Figure 4A summarizes the differences between the phases at BP_R and BFV_R minimum and between the phases at BP_R and BFV_R maximum for the right MCA in normotensive and hypertensive groups and for the non-stroke side MCA in the stroke group. The BP-BFV phase shifts at the minimum points were smaller in the stroke and hypertensive groups compared to the normotensive group (p = 0.009). The BP-BFV phase shifts at the maximum points were smaller in stroke and hypertensive groups compared to the normotensive group (p = 0.03). Figure 4B shows the phase shift for the left MCA in normotensive and hypertensive groups and for the stroke-side MCA in the stroke group. The BP-BFV phase shifts at the minima and maxima were also smaller in the stroke and hypertensive groups compared to the normotensive group (p = 0.0002). The BP-BFV phase shifts at the maxima were smaller in the stroke and hypertensive groups compared to the normotensive group (p = 0.008). In the stroke group, the BP-BFV phase shift at the maxima was greater compared to the phase shift at the minima for the non-stroke MCA (p = 0.02). The BP-BFV phase shifts at the minima and maxima for the stroke MCA did not reach statistical significance (p = 0.08). The BP-BFV phase shifts between the stroke and non-stroke MCA at the minima and maxima were not different. In the normotensive group, the phase difference between BP_R and BFV_R minima was about 60 degrees corresponding to a time difference of about 3.6 seconds. In contrast, in the stroke and hypertensive groups, the time difference between BFV and BP phases was < 0.5 second.
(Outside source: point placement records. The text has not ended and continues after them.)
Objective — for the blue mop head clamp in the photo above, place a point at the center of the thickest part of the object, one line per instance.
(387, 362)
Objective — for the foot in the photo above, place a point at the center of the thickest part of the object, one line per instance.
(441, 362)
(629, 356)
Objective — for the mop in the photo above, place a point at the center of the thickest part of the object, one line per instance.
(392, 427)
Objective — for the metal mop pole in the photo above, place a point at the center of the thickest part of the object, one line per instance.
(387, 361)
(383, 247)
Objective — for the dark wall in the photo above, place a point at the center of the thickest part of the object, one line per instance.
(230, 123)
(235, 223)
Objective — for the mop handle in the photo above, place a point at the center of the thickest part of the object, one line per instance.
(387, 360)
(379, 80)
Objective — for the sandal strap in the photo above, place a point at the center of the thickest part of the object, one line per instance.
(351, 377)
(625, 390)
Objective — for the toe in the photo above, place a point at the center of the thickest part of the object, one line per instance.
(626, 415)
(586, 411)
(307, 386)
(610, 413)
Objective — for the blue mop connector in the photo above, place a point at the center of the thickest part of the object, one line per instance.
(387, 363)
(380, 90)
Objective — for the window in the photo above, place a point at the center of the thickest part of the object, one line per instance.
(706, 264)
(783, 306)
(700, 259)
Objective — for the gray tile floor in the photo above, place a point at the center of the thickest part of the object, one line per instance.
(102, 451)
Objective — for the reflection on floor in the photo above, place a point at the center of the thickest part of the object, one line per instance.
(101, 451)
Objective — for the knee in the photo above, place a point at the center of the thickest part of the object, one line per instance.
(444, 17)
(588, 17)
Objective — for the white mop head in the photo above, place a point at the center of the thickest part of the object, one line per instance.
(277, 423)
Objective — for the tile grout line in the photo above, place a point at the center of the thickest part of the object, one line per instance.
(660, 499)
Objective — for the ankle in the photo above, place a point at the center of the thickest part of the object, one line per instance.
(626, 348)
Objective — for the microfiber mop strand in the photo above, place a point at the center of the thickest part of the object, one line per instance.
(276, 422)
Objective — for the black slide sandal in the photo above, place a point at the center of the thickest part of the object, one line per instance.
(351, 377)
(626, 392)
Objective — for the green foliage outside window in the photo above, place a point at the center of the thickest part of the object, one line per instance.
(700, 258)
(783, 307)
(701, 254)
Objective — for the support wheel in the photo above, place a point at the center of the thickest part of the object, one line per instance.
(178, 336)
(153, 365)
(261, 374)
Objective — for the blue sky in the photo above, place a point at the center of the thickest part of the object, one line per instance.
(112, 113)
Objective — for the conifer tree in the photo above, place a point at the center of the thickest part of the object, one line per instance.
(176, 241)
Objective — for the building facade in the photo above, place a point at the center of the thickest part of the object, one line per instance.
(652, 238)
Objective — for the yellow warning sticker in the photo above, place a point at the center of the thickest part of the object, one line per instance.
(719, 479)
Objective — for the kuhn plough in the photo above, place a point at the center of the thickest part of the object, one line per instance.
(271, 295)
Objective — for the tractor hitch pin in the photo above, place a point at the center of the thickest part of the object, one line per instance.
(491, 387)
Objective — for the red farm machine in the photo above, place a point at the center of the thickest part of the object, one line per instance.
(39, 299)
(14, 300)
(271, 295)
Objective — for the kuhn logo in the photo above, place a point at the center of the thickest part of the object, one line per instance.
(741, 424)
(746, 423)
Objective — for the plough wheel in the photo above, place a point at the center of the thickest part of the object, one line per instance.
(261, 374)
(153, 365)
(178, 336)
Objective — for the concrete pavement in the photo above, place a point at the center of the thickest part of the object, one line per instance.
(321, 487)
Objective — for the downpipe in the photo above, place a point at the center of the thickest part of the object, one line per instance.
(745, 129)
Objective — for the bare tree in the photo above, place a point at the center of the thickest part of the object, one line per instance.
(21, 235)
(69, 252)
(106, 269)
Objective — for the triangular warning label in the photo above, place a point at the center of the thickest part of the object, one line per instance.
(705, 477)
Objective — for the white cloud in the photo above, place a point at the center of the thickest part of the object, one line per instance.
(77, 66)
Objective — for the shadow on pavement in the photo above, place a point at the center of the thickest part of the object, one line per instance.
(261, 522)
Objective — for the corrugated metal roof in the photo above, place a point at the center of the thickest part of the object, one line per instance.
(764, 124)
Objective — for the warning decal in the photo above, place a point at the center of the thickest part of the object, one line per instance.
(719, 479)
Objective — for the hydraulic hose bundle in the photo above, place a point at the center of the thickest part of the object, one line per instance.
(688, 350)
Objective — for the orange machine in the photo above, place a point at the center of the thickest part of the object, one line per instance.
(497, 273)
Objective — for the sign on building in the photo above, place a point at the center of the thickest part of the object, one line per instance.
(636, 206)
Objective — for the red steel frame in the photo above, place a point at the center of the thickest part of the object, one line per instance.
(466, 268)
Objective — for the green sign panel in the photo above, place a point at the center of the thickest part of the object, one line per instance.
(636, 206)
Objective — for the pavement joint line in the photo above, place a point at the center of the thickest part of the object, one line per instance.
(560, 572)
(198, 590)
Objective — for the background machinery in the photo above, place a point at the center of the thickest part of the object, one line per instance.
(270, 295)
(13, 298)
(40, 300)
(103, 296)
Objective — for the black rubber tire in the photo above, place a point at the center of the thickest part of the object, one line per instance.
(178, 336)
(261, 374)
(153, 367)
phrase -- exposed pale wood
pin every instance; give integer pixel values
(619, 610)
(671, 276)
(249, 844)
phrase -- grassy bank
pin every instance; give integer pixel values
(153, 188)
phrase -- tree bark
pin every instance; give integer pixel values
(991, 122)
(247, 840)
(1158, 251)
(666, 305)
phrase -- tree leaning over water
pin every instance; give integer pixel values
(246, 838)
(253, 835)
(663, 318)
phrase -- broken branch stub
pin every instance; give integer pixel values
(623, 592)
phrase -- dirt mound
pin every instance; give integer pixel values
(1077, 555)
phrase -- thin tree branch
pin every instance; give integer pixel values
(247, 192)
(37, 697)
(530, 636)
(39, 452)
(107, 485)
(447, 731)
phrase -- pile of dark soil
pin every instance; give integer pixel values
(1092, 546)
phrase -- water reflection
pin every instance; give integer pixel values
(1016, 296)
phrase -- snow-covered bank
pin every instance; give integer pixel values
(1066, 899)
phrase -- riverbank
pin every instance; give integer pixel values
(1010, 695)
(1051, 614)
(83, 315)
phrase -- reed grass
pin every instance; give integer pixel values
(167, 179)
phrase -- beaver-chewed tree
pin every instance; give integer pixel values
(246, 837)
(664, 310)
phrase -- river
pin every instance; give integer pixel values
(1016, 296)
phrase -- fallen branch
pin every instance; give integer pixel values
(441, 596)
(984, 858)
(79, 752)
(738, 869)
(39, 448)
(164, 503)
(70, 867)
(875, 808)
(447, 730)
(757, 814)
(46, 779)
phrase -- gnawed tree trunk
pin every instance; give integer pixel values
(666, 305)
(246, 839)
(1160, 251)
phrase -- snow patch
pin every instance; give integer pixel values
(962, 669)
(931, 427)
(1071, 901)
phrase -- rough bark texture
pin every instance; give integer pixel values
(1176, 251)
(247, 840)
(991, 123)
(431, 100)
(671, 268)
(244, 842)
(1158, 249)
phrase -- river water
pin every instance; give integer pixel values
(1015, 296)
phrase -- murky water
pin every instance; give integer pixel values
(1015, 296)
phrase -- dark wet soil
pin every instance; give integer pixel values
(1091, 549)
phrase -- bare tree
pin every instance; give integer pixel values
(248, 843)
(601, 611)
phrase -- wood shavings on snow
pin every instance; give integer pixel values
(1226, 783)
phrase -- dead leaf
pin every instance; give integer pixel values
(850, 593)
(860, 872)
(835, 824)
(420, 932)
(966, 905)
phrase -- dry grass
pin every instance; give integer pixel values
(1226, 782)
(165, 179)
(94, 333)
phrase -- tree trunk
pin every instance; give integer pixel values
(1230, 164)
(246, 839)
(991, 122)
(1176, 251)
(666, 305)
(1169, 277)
The standard autoregulation index was not different between groups and between MCAs in both hemispheres (Table 2). The rate of autoregulation (RoR) of BFV responses to BP reduction and increases during the VM were also not different (Table 2).

In a subset analysis, we separated stroke-normotensive (N = 6) and stroke-hypertensive subjects (N = 9) and compared them to the non-stroke normotensive and hypertensive groups. For the non-stroke side MCA, the phases at BFV_R minima (p = 0.01) and maxima (p = 0.04) were greater in the stroke-normotensive group compared to the normotensive group. For the stroke side MCA, the phases at BFV_R minima (p = 0.04) and maxima (NS, p = 0.08) were greater in the stroke-normotensive group compared to the normotensive group. The phases at BFV_R minima and maxima were not different between the stroke-hypertensive and hypertensive groups for both MCAs. No significant differences were found between the stroke and non-stroke side MCA.